Patients diagnosed with schizophrenia consistently exhibit global reductions in gray matter volume [26, 27]. Another remarkable discovery in our study was the reduction in cortical volume within the right middle temporal gyrus among individuals diagnosed with schizophrenia and a history of violent behaviors. The right middle temporal gyrus, traditionally associated with language processing and emotion regulation, has emerged as a focal point for structural alterations in schizophrenia patients. Interestingly, prior research has consistently emphasized the role of the temporal lobe in the modulation of aggressive behaviors [28]. Furthermore, the lateralization of these structural changes, specifically to the right hemisphere, adds a unique layer to our understanding of the neural underpinnings of violence risk in schizophrenia.
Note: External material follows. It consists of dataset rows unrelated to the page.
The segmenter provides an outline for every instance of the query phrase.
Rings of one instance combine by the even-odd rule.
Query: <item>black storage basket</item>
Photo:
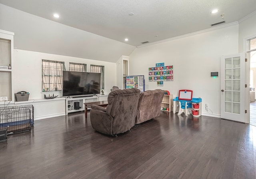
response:
[[[15,93],[14,94],[15,97],[15,101],[28,101],[28,97],[29,97],[29,93]]]

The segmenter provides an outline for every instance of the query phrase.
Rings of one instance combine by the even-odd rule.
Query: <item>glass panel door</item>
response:
[[[225,59],[225,111],[240,113],[240,57]]]
[[[244,59],[243,54],[222,56],[222,118],[245,122]]]

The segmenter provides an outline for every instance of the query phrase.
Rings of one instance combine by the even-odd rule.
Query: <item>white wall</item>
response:
[[[0,29],[15,33],[19,49],[116,62],[135,47],[0,4]]]
[[[245,40],[256,37],[256,11],[239,22],[239,52],[244,52]]]
[[[145,90],[167,90],[174,97],[180,90],[192,90],[193,97],[202,98],[203,106],[208,103],[213,112],[211,115],[203,107],[204,115],[219,117],[220,57],[238,52],[238,36],[235,24],[137,48],[130,56],[130,75],[144,75]],[[147,80],[148,68],[161,62],[174,66],[174,81],[158,87]],[[211,72],[218,72],[219,77],[211,78]]]
[[[42,60],[50,60],[65,62],[68,70],[70,62],[87,64],[87,72],[90,72],[90,65],[105,67],[105,93],[108,93],[113,86],[116,85],[116,63],[58,55],[14,49],[14,90],[16,93],[20,91],[30,93],[29,99],[43,98],[42,91]],[[56,91],[50,93],[58,95]]]

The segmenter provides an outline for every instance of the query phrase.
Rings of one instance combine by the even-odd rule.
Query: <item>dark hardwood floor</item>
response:
[[[256,127],[161,112],[113,137],[84,112],[35,121],[0,143],[0,178],[255,179]]]

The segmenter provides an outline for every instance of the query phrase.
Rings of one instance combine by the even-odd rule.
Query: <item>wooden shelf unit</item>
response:
[[[172,111],[172,95],[164,95],[161,104],[161,111],[168,112]],[[164,107],[168,108],[169,110],[163,109],[162,108]]]

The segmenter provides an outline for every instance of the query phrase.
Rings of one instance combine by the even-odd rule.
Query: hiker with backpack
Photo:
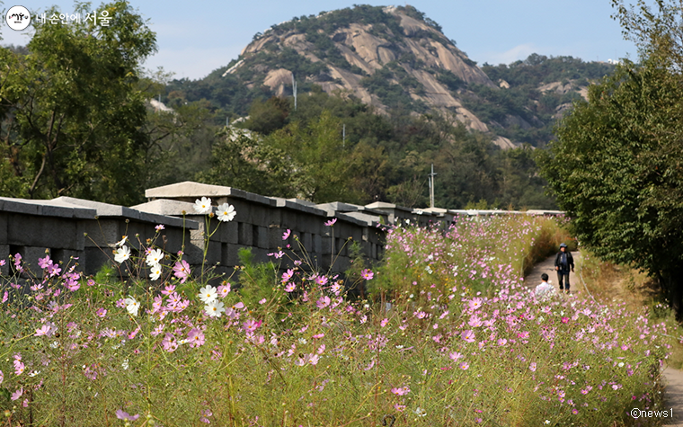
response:
[[[560,245],[560,252],[555,256],[555,270],[557,271],[557,281],[560,283],[560,292],[565,290],[569,293],[569,271],[574,271],[574,258],[572,254],[567,250],[565,244]]]

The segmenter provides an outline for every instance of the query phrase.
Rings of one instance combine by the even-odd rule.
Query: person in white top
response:
[[[548,275],[546,273],[541,274],[541,280],[543,280],[543,283],[537,286],[536,290],[534,290],[536,297],[540,298],[554,295],[554,288],[548,283]]]

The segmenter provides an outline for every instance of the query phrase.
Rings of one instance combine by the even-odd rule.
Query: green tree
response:
[[[217,136],[211,167],[196,180],[267,196],[296,197],[296,169],[287,154],[248,130],[224,129]]]
[[[0,49],[3,195],[140,199],[149,144],[140,64],[155,36],[127,2],[100,10],[109,26],[34,21],[29,55]]]
[[[591,86],[557,129],[542,173],[579,240],[603,259],[646,271],[683,317],[681,9],[615,2],[642,63]]]

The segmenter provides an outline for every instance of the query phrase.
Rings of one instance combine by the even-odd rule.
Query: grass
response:
[[[556,250],[561,222],[391,229],[383,264],[345,279],[299,250],[243,254],[239,287],[217,289],[191,279],[210,270],[179,273],[182,254],[154,280],[144,257],[119,256],[140,274],[119,281],[9,260],[0,425],[627,423],[661,405],[665,326],[621,303],[536,298],[525,263]],[[359,284],[367,299],[346,294]]]

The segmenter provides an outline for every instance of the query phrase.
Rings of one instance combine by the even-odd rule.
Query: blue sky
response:
[[[22,4],[43,12],[55,4],[64,13],[75,10],[72,1],[4,1],[4,8]],[[391,4],[358,0],[131,1],[156,32],[159,51],[145,66],[191,79],[237,58],[254,33],[272,24],[353,4]],[[413,0],[408,4],[439,22],[446,36],[480,65],[509,64],[531,53],[587,61],[636,57],[634,44],[623,39],[618,22],[610,18],[609,0]],[[0,30],[4,45],[26,44],[31,37],[13,31],[4,19]]]

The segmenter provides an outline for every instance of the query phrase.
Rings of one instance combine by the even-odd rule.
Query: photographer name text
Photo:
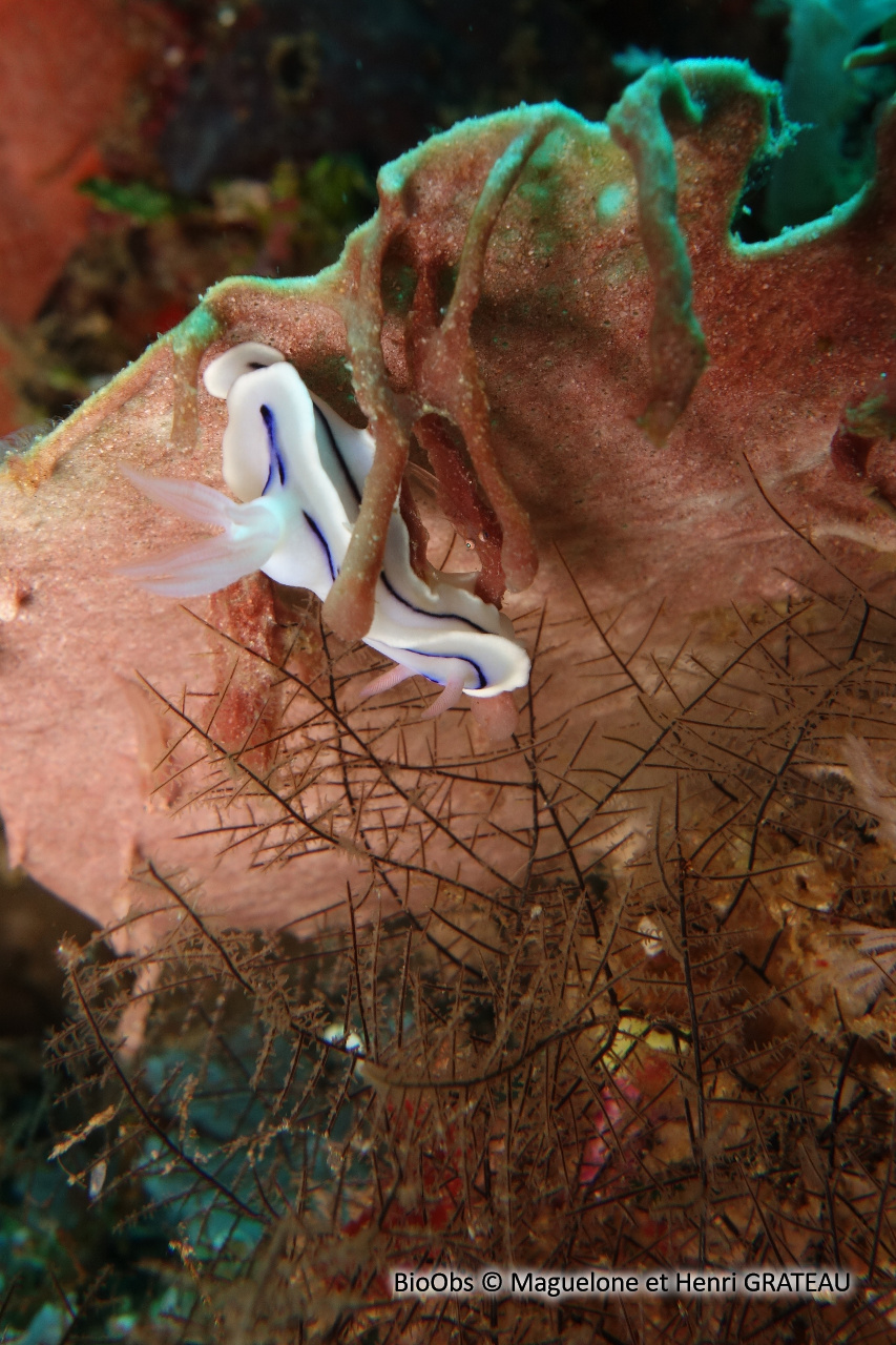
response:
[[[488,1267],[459,1271],[393,1270],[394,1298],[846,1298],[858,1276],[845,1270],[792,1266],[770,1270],[546,1271]]]

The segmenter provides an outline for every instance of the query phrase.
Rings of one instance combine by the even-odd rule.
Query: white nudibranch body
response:
[[[313,397],[270,346],[234,346],[209,364],[204,383],[227,401],[223,479],[241,503],[199,482],[125,469],[155,503],[222,531],[120,573],[153,593],[195,597],[262,570],[326,599],[351,541],[373,438]],[[445,689],[426,712],[432,716],[461,693],[483,698],[526,686],[529,658],[507,617],[472,592],[475,574],[433,574],[426,584],[412,569],[396,503],[365,643],[398,666],[365,694],[417,672]]]

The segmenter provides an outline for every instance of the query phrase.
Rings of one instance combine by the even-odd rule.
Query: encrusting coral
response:
[[[848,426],[889,373],[896,120],[881,125],[877,175],[857,199],[747,246],[731,222],[751,165],[775,152],[776,98],[736,62],[685,62],[627,90],[609,129],[558,105],[460,124],[382,171],[379,210],[335,266],[215,286],[65,425],[9,455],[0,812],[13,861],[101,920],[132,909],[130,878],[148,858],[187,866],[207,909],[262,925],[331,904],[343,878],[365,872],[363,807],[320,822],[334,803],[326,780],[300,896],[295,865],[261,862],[252,842],[221,850],[222,829],[257,837],[283,822],[265,772],[319,779],[320,746],[301,728],[318,701],[300,683],[324,651],[304,600],[253,578],[191,616],[110,577],[145,558],[151,533],[152,550],[191,535],[135,498],[120,468],[218,483],[222,409],[199,375],[241,340],[281,350],[346,420],[365,417],[377,443],[323,612],[340,698],[361,664],[339,640],[370,621],[396,496],[418,573],[421,510],[448,541],[420,492],[414,506],[412,432],[441,514],[479,555],[482,597],[533,585],[541,558],[505,611],[531,650],[533,613],[548,604],[539,703],[546,721],[569,712],[558,775],[595,718],[570,666],[607,660],[591,668],[619,672],[618,706],[655,681],[650,656],[677,648],[712,609],[756,611],[800,584],[887,584],[896,531],[883,436],[856,453]],[[642,672],[615,652],[636,646]],[[432,756],[435,729],[396,726],[394,712],[369,722],[383,769],[404,760],[404,744],[413,760]],[[191,724],[211,761],[204,748],[191,755]],[[443,760],[484,753],[483,780],[500,779],[499,755],[471,741],[463,716],[437,733]],[[229,784],[241,753],[258,775],[249,794]],[[453,837],[441,853],[444,827],[416,814],[413,791],[394,792],[391,767],[386,779],[383,816],[394,806],[409,826],[433,827],[424,868],[463,877]],[[459,816],[482,808],[480,785],[465,788],[453,795]],[[499,831],[492,841],[500,853]]]

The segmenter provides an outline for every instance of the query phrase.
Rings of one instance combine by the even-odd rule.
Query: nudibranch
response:
[[[186,550],[120,573],[167,597],[196,597],[254,570],[326,599],[344,561],[374,443],[308,391],[284,355],[244,342],[204,371],[227,402],[223,479],[237,496],[199,482],[125,475],[156,504],[221,529]],[[526,686],[530,663],[510,620],[472,592],[475,574],[412,569],[410,539],[396,503],[365,643],[397,667],[373,682],[375,695],[413,674],[444,687],[425,717],[475,698]]]

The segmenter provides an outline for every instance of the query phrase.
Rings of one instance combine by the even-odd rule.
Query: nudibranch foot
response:
[[[234,346],[203,377],[213,397],[227,399],[222,475],[241,503],[198,482],[125,472],[157,504],[222,531],[120,573],[155,593],[198,597],[260,569],[326,600],[358,522],[374,460],[371,436],[312,397],[281,352],[258,342]],[[420,674],[444,687],[424,718],[457,705],[461,695],[500,698],[529,682],[529,656],[511,623],[470,592],[468,576],[416,573],[397,504],[365,643],[397,667],[362,699]]]

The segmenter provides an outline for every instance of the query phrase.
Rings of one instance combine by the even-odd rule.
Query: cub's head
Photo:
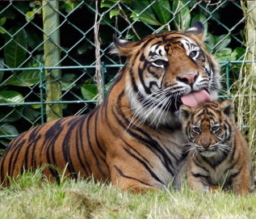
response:
[[[134,118],[152,126],[180,122],[183,103],[195,106],[216,100],[220,90],[218,65],[201,40],[200,21],[184,32],[169,31],[138,42],[115,37],[113,53],[127,57],[125,90]]]
[[[230,150],[235,132],[234,106],[206,101],[196,107],[182,105],[182,129],[188,139],[188,150],[205,157],[226,155]]]

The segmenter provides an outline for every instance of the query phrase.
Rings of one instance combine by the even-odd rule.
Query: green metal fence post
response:
[[[46,67],[59,66],[60,52],[60,25],[59,19],[58,1],[43,1],[43,24],[44,30],[44,50]],[[49,72],[47,72],[47,75]],[[61,100],[61,88],[56,81],[61,77],[60,69],[52,70],[46,78],[46,101]],[[49,122],[62,116],[61,105],[46,105],[47,121]]]

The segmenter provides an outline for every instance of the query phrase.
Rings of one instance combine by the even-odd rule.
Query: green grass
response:
[[[40,173],[26,174],[0,190],[0,218],[256,218],[255,194],[197,193],[185,185],[141,195],[85,180],[49,183]]]

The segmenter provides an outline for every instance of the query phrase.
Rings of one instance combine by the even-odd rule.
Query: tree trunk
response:
[[[60,66],[60,30],[58,1],[43,1],[43,25],[44,50],[46,67]],[[56,10],[56,11],[55,11]],[[61,100],[61,87],[58,81],[61,77],[61,70],[47,71],[46,79],[46,102]],[[49,122],[62,117],[61,104],[46,105],[47,121]]]

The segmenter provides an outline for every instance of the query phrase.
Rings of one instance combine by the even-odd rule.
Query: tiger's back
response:
[[[23,168],[50,164],[63,171],[67,163],[67,175],[108,179],[123,189],[160,188],[170,181],[180,187],[187,155],[181,143],[179,107],[189,95],[216,99],[220,87],[218,65],[201,40],[203,31],[197,21],[185,32],[138,42],[114,37],[114,52],[127,60],[103,103],[87,115],[17,136],[0,159],[0,182]],[[51,167],[43,173],[58,177]]]
[[[236,126],[232,102],[206,101],[181,110],[189,142],[189,186],[206,191],[220,186],[238,194],[254,190],[249,149]]]

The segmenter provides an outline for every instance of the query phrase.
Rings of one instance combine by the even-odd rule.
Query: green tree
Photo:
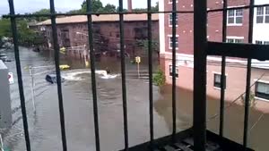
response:
[[[93,13],[100,13],[103,10],[103,4],[100,0],[91,0],[91,11]],[[82,2],[82,12],[86,13],[87,12],[87,3],[86,1]]]
[[[108,4],[105,5],[105,7],[102,9],[103,13],[116,13],[116,6],[114,4]]]

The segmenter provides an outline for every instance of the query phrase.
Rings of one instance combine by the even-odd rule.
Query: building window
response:
[[[178,38],[175,38],[176,40],[176,49],[178,49]],[[173,38],[169,37],[169,49],[173,48]]]
[[[256,44],[263,45],[263,41],[256,40]]]
[[[228,11],[228,24],[241,25],[243,23],[243,10],[229,10]]]
[[[243,43],[244,38],[227,38],[227,43]]]
[[[176,0],[176,3],[178,3],[178,1]],[[169,0],[169,4],[173,4],[173,0]]]
[[[269,23],[269,6],[256,8],[256,23]]]
[[[269,84],[256,82],[255,88],[255,96],[264,99],[269,99]]]
[[[221,74],[214,73],[214,87],[221,88]],[[224,78],[224,88],[226,88],[226,75]]]
[[[173,76],[173,65],[169,65],[169,76]],[[176,66],[176,78],[178,78],[178,67]]]
[[[176,14],[176,26],[178,26],[178,14]],[[169,14],[169,26],[173,26],[173,14]]]

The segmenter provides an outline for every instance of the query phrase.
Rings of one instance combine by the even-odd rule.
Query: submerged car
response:
[[[46,80],[51,84],[56,83],[57,82],[57,78],[56,78],[56,74],[47,74],[46,75]],[[65,79],[61,78],[61,81],[64,82]]]

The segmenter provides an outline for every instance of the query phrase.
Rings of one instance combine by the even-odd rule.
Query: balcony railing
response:
[[[254,5],[254,0],[250,0],[249,5],[239,7],[242,9],[249,9],[249,32],[248,42],[249,44],[227,44],[226,42],[226,22],[227,22],[227,10],[237,9],[228,8],[227,0],[223,0],[223,8],[207,11],[206,0],[194,0],[194,12],[193,11],[178,11],[177,0],[172,0],[172,10],[165,12],[152,12],[152,2],[147,0],[148,9],[146,12],[141,13],[126,13],[123,10],[123,0],[119,0],[119,12],[113,13],[119,15],[119,38],[120,38],[120,54],[121,54],[121,76],[122,76],[122,101],[123,101],[123,117],[124,117],[124,140],[125,148],[123,150],[134,151],[146,151],[146,150],[251,150],[247,148],[247,128],[248,128],[248,113],[249,113],[249,93],[250,93],[250,71],[251,71],[251,59],[269,60],[269,46],[253,45],[252,43],[252,29],[253,29],[253,14],[254,8],[261,5]],[[179,0],[180,1],[180,0]],[[13,37],[14,43],[14,54],[16,59],[16,68],[18,74],[18,84],[20,90],[20,98],[22,104],[22,112],[23,118],[24,136],[26,142],[27,151],[30,151],[30,141],[28,130],[27,114],[25,108],[25,97],[23,93],[23,83],[22,78],[22,68],[20,62],[20,53],[18,46],[18,31],[17,31],[17,18],[24,17],[41,17],[47,16],[51,18],[52,35],[54,41],[55,51],[55,67],[57,77],[57,92],[58,92],[58,104],[60,113],[60,126],[62,136],[63,150],[67,150],[65,126],[65,112],[64,102],[61,86],[61,72],[59,69],[59,45],[56,30],[56,18],[61,15],[87,15],[88,21],[88,35],[89,46],[91,54],[91,87],[92,87],[92,98],[93,98],[93,116],[94,116],[94,128],[95,128],[95,145],[96,150],[100,151],[100,130],[99,130],[99,114],[97,105],[97,90],[96,90],[96,78],[95,78],[95,55],[93,49],[93,36],[92,36],[92,15],[102,15],[110,13],[100,13],[91,11],[91,1],[87,0],[87,13],[56,13],[55,11],[54,0],[50,0],[50,14],[16,14],[14,11],[13,0],[9,0],[10,14],[4,16],[10,18],[13,29]],[[262,6],[268,6],[264,4]],[[207,41],[206,24],[207,13],[211,12],[222,12],[222,43],[221,42],[209,42]],[[148,60],[149,60],[149,114],[150,114],[150,140],[144,144],[136,147],[129,147],[128,137],[128,125],[127,125],[127,96],[126,96],[126,66],[125,66],[125,34],[124,34],[124,14],[129,13],[147,13],[147,38],[148,38]],[[153,131],[153,95],[152,95],[152,13],[172,13],[172,134],[164,138],[154,139]],[[194,51],[194,122],[193,127],[185,131],[177,133],[176,127],[176,16],[177,13],[194,13],[194,38],[195,38],[195,51]],[[180,25],[179,25],[180,26]],[[221,112],[220,112],[220,133],[216,135],[206,130],[206,56],[207,55],[219,55],[222,57],[221,62]],[[228,138],[223,138],[223,123],[224,123],[224,80],[225,80],[225,59],[226,57],[240,57],[247,59],[247,86],[246,86],[246,101],[245,101],[245,122],[244,122],[244,139],[243,145],[232,142]],[[180,79],[179,79],[180,80]],[[137,119],[138,120],[138,119]]]

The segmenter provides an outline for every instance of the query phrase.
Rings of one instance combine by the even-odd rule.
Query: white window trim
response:
[[[173,36],[172,35],[168,35],[168,38],[172,38]],[[179,35],[176,35],[176,38],[178,38],[179,37]],[[173,47],[170,47],[170,40],[169,40],[170,38],[169,38],[169,50],[172,50],[173,49]],[[179,44],[179,41],[178,41],[178,44]],[[176,47],[176,50],[178,50],[178,47]]]
[[[171,63],[169,63],[169,78],[173,78],[173,76],[170,76],[170,66],[173,66],[173,64],[171,64]],[[178,67],[178,65],[176,65],[176,73],[177,73],[177,68],[178,68],[178,77],[176,77],[176,79],[178,79],[179,78],[179,67]]]
[[[234,5],[234,6],[229,6],[227,8],[235,8],[235,7],[244,7],[245,5]],[[244,19],[244,9],[243,10],[243,16],[242,18]],[[235,10],[234,10],[235,11]],[[236,14],[236,12],[235,12]],[[243,26],[243,19],[242,19],[242,23],[229,23],[229,10],[227,11],[227,26]]]
[[[214,88],[214,89],[217,89],[217,90],[221,90],[221,88],[218,88],[218,87],[215,87],[215,86],[214,86],[214,83],[215,83],[214,75],[215,75],[215,74],[219,74],[219,75],[221,76],[221,72],[219,72],[219,71],[212,71],[212,73],[213,74],[213,88]],[[228,77],[228,74],[227,74],[227,73],[225,73],[225,77],[226,77],[226,87],[227,87],[227,77]],[[224,89],[226,89],[226,88],[225,88]]]
[[[178,1],[177,0],[176,3],[178,3]],[[173,2],[170,2],[170,0],[169,0],[169,4],[172,4]]]
[[[172,14],[172,13],[169,13],[169,28],[171,28],[171,27],[173,27],[173,25],[170,25],[170,14]],[[176,27],[178,27],[178,13],[177,13],[177,15],[178,15],[178,25],[176,25]],[[176,21],[177,21],[177,19],[176,19]]]
[[[238,37],[238,36],[227,36],[226,38],[234,38],[234,39],[244,39],[244,37]]]

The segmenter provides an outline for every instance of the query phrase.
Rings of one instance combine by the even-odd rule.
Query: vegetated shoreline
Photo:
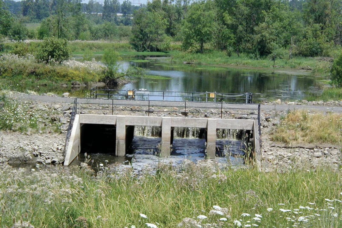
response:
[[[62,153],[73,99],[30,95],[13,91],[6,93],[12,99],[26,104],[31,111],[45,114],[42,114],[44,117],[40,124],[43,130],[29,129],[22,133],[0,131],[0,162],[45,164],[63,162]],[[338,169],[342,163],[340,156],[340,146],[326,144],[284,147],[272,142],[270,134],[279,124],[282,117],[286,116],[289,111],[298,109],[299,106],[302,106],[304,109],[305,106],[313,109],[310,111],[311,113],[320,113],[322,110],[328,111],[327,107],[331,107],[333,110],[334,107],[342,107],[342,101],[325,103],[311,102],[310,106],[302,103],[287,102],[286,106],[280,109],[276,108],[278,105],[275,102],[264,104],[265,108],[262,108],[262,105],[261,170],[268,172],[277,170],[286,172],[304,164],[307,165],[308,163],[312,167],[324,164]],[[296,105],[299,104],[302,105]],[[146,115],[139,110],[129,112],[126,115]],[[58,126],[57,131],[56,125]]]

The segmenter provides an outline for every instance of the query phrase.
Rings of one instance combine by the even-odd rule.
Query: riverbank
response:
[[[40,117],[37,129],[28,129],[21,133],[10,130],[0,132],[0,158],[2,162],[29,161],[45,164],[63,162],[62,153],[74,99],[10,91],[7,92],[6,95],[17,100],[19,105],[25,105],[28,107],[28,111],[34,110],[39,113]],[[306,103],[302,101],[281,104],[281,101],[278,100],[262,104],[261,169],[267,172],[276,170],[286,172],[303,164],[310,164],[312,167],[328,165],[338,169],[342,164],[339,149],[340,146],[327,144],[287,147],[271,141],[270,135],[289,111],[304,109],[311,113],[340,113],[341,108],[342,101]],[[139,114],[139,111],[134,111],[126,115],[146,113]]]

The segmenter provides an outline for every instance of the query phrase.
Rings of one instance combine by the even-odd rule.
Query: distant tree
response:
[[[211,2],[193,3],[188,10],[182,28],[183,48],[202,53],[204,44],[210,42],[216,26]]]
[[[332,84],[338,88],[342,88],[342,53],[334,60],[330,77]]]
[[[133,17],[131,44],[138,51],[165,51],[170,40],[165,33],[166,21],[157,12],[142,8]]]
[[[47,64],[56,62],[60,64],[68,59],[69,55],[67,41],[52,37],[44,39],[35,57],[38,61]]]
[[[8,34],[13,21],[11,13],[6,9],[3,0],[0,0],[0,37]]]

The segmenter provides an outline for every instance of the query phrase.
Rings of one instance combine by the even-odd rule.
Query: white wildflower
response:
[[[292,210],[288,209],[283,209],[282,208],[280,208],[279,210],[280,210],[280,211],[282,211],[283,212],[290,212]]]
[[[142,218],[147,218],[147,216],[146,215],[144,214],[140,214],[140,217],[141,217]]]
[[[150,227],[151,228],[158,228],[158,227],[153,223],[145,223],[145,224],[146,224],[148,227]]]
[[[241,224],[241,222],[239,221],[238,220],[237,220],[235,219],[235,220],[234,220],[234,222],[233,222],[233,223],[234,223],[234,225],[235,225],[238,227],[240,227],[242,226],[242,224]]]
[[[250,216],[251,215],[248,214],[248,213],[242,213],[241,214],[241,216],[243,216],[244,217],[246,216]]]

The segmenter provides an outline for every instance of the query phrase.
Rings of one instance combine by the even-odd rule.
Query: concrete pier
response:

The schizophrenia neurodevelopmental hypothesis posits that structural abnormalities in the brain may manifest as part of a dysconnectivity syndrome within fronto-temporo-limbic circuits [29]. Previous neuroimaging investigations have consistently implicated dysfunctional brain areas located in the medial temporal regions in individuals with histories of aggression and violence [30]. Our finding aligns with prior literature and suggests that the reduction in cortical volume within the right middle temporal gyrus associated with violent behavior may be attributed to reduced activation in the medial temporal regions during response inhibition.

Beyond the inter-group analyses, our study also uncovered positive correlations between the volumes of distinct brain regions—the left supramarginal gyrus, inferior parietal gyrus, and right cuneus gyrus—and scores on the PANSS-N among individuals diagnosed with schizophrenia. The regions exhibiting positive correlations with PANSS-N scores play crucial roles in sensory integration, attention, and visual processing [31,32,33]. These functions highlight the intricate interplay between brain structure and the symptomatic presentation of schizophrenia. The observed associations emphasize the complex nature of this mental disorder and underscore the importance of exploring how alterations in brain structure may contribute to the symptomatology experienced by patients. Our findings resonate with previous research, such as Faerden's study, which emphasized the strong association between negative symptoms and impaired functioning, even from the first episode of psychosis [34]. Additionally, Menahem et al. underscored the intricate connection between depression, impulsivity, and violence, possibly reflecting serotonergic dysfunction in certain violent patients with schizophrenia [35]. These insights underscore the importance of gaining a deeper understanding of schizophrenia with a risk of violence, shedding light on how negative symptoms may significantly influence clinical outcomes.

Limitations

The main limitations of our study are the small sample size of 36 schizophrenia patients, including 19 with a history of violence, and the cross-sectional design, which limits the generalizability of our findings and prevents establishing causal relationships. Longitudinal studies are needed to examine changes in brain structure over time. Additionally, our focus on PANSS-N scores means we did not consider other symptom domains, which could offer a more comprehensive understanding of schizophrenia.

Conclusions

In conclusion, our study reveals critical structural brain differences in schizophrenia patients with a history of violence, specifically reduced cortical thickness in the left caudal middle frontal gyrus and decreased cortical volume in the right middle temporal gyrus. These findings, with promising diagnostic efficiency, highlight potential biomarkers for early detection of violence risk. These biomarkers can improve clinical outcomes by enabling targeted interventions.